⑤「社外のステークホルダー」とつながり、新しい価値を創造する

「あなたは、越境を恐れて、自分の成長を後回しにしていないか?」

自分のホームは、馴染みがあり快適だが、アウェイは未知領域であり、恐れて越境することを避けがちだ。しかし、自身の固定概念を棄却し「アンラーン」するには、組織や立場を超えた多様なつながりから触発の機会をつくりだすことが必要だ。越境で得られた知を自組織の営みに生かすことがリーダーと組織の成長に欠かせない。

以上のように、自分がマネジメントすべき対象をあらかじめ知っておくことが、転ばぬ先の杖となる。人は、どんなに忙しくとも全体観や見通しがついていれば、バーンアウトすることはない。むしろ、やりがいと誇りを持って仕事に打ち込むことができるようになるはずだ。

組織も生命体として生きている

従業員エンゲージメントの低い組織の特徴として、結節点に位置するマネージャーの機能不全がある。自身の部下やチームといった下位接続は、気にかけていても上司や経営への上位接続や他部門への水平接続といったコミュニケーションは、効果的になされず、やがて組織はサイロ化し、力を失っていく。変化を促進せず、妨げる存在として、揶揄される「フローズンミドル」(凍り付いた中間管理職)という表現もあるほどだ。

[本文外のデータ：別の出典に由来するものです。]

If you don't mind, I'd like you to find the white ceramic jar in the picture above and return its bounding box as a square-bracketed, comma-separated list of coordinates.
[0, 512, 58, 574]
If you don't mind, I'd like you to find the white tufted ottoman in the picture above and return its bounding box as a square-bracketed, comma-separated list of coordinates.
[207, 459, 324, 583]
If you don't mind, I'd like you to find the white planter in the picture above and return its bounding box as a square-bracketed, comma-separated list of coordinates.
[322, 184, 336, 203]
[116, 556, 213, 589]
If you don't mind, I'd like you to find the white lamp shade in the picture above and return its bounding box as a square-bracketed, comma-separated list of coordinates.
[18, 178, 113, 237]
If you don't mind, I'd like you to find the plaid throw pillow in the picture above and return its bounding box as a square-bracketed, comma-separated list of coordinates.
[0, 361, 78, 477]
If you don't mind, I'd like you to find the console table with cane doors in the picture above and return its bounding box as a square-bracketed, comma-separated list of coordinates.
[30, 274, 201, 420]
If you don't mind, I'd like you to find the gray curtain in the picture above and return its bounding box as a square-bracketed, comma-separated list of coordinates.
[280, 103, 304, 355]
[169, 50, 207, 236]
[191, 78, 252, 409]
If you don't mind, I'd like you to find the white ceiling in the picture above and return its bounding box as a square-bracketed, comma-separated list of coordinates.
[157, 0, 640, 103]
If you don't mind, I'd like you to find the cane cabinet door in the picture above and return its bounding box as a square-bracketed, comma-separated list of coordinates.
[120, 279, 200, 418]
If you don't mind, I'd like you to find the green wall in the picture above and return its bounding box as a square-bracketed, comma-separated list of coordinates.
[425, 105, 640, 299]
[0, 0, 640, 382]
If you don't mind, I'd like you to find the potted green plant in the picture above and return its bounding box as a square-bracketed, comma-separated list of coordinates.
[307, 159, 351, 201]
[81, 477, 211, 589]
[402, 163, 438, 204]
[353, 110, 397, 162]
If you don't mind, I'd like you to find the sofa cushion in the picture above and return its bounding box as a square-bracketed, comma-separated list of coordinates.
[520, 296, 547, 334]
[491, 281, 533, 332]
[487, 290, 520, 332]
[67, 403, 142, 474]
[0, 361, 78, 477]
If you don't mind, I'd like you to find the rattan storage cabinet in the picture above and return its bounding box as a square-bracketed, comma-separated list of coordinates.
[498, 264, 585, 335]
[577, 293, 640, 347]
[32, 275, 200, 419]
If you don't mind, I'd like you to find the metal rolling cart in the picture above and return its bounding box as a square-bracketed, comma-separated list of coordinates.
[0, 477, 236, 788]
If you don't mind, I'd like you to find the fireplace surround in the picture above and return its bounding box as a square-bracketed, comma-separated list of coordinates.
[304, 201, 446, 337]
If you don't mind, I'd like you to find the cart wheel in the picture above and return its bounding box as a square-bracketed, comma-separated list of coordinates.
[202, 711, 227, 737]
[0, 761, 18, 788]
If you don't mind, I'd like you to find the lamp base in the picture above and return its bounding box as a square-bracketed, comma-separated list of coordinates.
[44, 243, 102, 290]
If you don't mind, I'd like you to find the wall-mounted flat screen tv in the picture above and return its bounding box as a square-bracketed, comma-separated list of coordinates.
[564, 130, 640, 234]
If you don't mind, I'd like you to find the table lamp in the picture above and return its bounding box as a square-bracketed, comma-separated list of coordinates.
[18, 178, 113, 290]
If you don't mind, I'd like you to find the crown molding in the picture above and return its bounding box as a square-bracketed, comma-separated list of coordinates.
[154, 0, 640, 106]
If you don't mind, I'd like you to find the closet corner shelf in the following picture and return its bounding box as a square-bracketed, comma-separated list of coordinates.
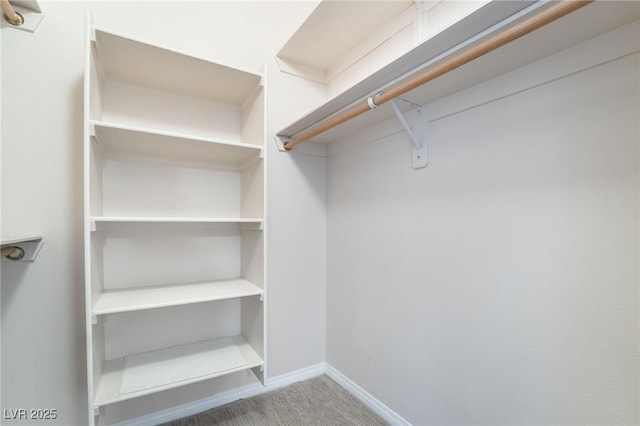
[94, 336, 264, 408]
[91, 25, 263, 106]
[93, 278, 264, 315]
[1, 235, 44, 262]
[90, 120, 264, 166]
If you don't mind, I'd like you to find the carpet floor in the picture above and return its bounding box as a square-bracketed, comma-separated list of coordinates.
[163, 376, 387, 426]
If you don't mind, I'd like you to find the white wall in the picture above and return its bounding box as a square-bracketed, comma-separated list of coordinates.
[1, 1, 326, 425]
[327, 24, 640, 425]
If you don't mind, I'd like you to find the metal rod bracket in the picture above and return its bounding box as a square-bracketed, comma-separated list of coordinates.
[389, 99, 429, 169]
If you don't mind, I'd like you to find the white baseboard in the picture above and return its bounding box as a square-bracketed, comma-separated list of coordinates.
[325, 364, 411, 426]
[114, 362, 411, 426]
[113, 362, 325, 426]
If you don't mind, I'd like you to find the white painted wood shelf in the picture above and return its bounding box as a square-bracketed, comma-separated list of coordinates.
[91, 120, 263, 166]
[94, 336, 264, 407]
[277, 1, 639, 144]
[93, 279, 264, 315]
[90, 216, 264, 226]
[84, 18, 267, 425]
[91, 26, 262, 105]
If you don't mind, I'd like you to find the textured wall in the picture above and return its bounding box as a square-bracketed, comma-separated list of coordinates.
[327, 26, 640, 425]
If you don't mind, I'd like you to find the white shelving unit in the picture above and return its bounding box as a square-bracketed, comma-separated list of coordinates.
[84, 20, 266, 422]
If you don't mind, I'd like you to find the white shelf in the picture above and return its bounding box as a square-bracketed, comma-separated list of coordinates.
[93, 27, 262, 106]
[91, 120, 263, 165]
[90, 216, 264, 225]
[93, 279, 264, 315]
[278, 1, 640, 144]
[94, 336, 263, 407]
[278, 0, 414, 72]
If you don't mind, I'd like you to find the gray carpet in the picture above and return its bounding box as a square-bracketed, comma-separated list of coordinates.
[164, 376, 387, 426]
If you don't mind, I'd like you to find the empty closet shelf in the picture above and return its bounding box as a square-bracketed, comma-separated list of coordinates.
[93, 279, 264, 315]
[90, 216, 264, 225]
[94, 336, 263, 407]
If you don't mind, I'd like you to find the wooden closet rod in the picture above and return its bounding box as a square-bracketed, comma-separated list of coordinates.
[284, 0, 594, 151]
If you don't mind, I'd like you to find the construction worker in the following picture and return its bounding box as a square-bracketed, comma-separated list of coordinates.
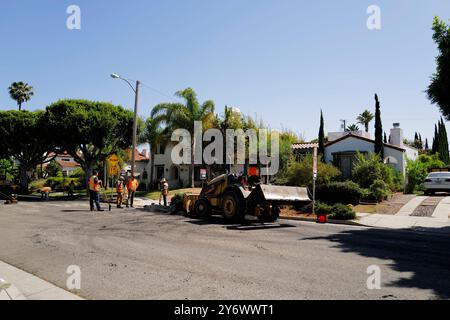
[127, 176, 138, 208]
[116, 177, 126, 209]
[89, 170, 105, 211]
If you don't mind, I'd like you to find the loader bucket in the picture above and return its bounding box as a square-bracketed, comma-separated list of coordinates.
[248, 184, 312, 205]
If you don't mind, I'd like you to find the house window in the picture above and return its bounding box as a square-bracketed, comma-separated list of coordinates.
[157, 144, 166, 154]
[333, 151, 357, 178]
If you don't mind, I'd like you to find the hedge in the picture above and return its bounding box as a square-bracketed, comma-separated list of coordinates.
[316, 181, 367, 205]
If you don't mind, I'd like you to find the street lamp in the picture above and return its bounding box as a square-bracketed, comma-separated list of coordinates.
[111, 73, 141, 177]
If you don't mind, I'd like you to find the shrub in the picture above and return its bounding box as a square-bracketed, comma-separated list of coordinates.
[170, 193, 184, 212]
[137, 182, 147, 191]
[328, 203, 356, 220]
[316, 181, 366, 205]
[369, 180, 391, 201]
[405, 154, 445, 193]
[316, 202, 356, 220]
[45, 160, 62, 177]
[30, 179, 46, 191]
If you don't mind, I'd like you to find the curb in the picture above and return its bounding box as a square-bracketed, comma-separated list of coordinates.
[0, 278, 27, 300]
[280, 216, 369, 227]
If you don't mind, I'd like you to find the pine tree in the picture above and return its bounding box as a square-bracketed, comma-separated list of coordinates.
[317, 110, 325, 161]
[375, 94, 384, 161]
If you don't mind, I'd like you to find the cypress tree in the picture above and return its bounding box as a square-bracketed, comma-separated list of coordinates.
[375, 94, 384, 161]
[317, 110, 325, 161]
[439, 118, 450, 164]
[431, 125, 439, 153]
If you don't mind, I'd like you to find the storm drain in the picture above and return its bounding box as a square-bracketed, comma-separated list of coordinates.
[411, 197, 444, 217]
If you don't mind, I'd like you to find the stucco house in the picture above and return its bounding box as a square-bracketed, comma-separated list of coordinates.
[292, 123, 419, 177]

組織は、生命体として確かに生きている。人体に喩えるならば、コミュニケーションは血流であり、血の巡りを良くするには、部位間の溝に発生しがちな「詰まりや滞り」を解消する「結節点」の存在が必要不可欠なのである。

コミュニケーションは血流

インスパイアさせる存在へ

マネージャーになることは、不自由になることではなく、全方位に働きかけることで、自分一人では実現することのできない力や知恵、資源を手にし、未だ見たことのない絶景を仲間たちと分かち合える絶好のポジションであることを忘れてはならない。かつて、教育哲学者のウィリアム=ウォードはこんな格言を残した。

教育哲学者ウィリアム=ウォードの格言

この格言のTeacher(教師)の箇所をマネージャーに置き換えて改めてご覧頂きたい。最後の文に「偉大な教師(マネージャー)は、心に火をつける」とあるが、まさに、結節点を担うマネージャーは、組織の中に在る、多様な人たちの心の導火線に火をつける着火点として、自分も周りも照らすインスパイアできる存在として輝きを放つ存在でありたい。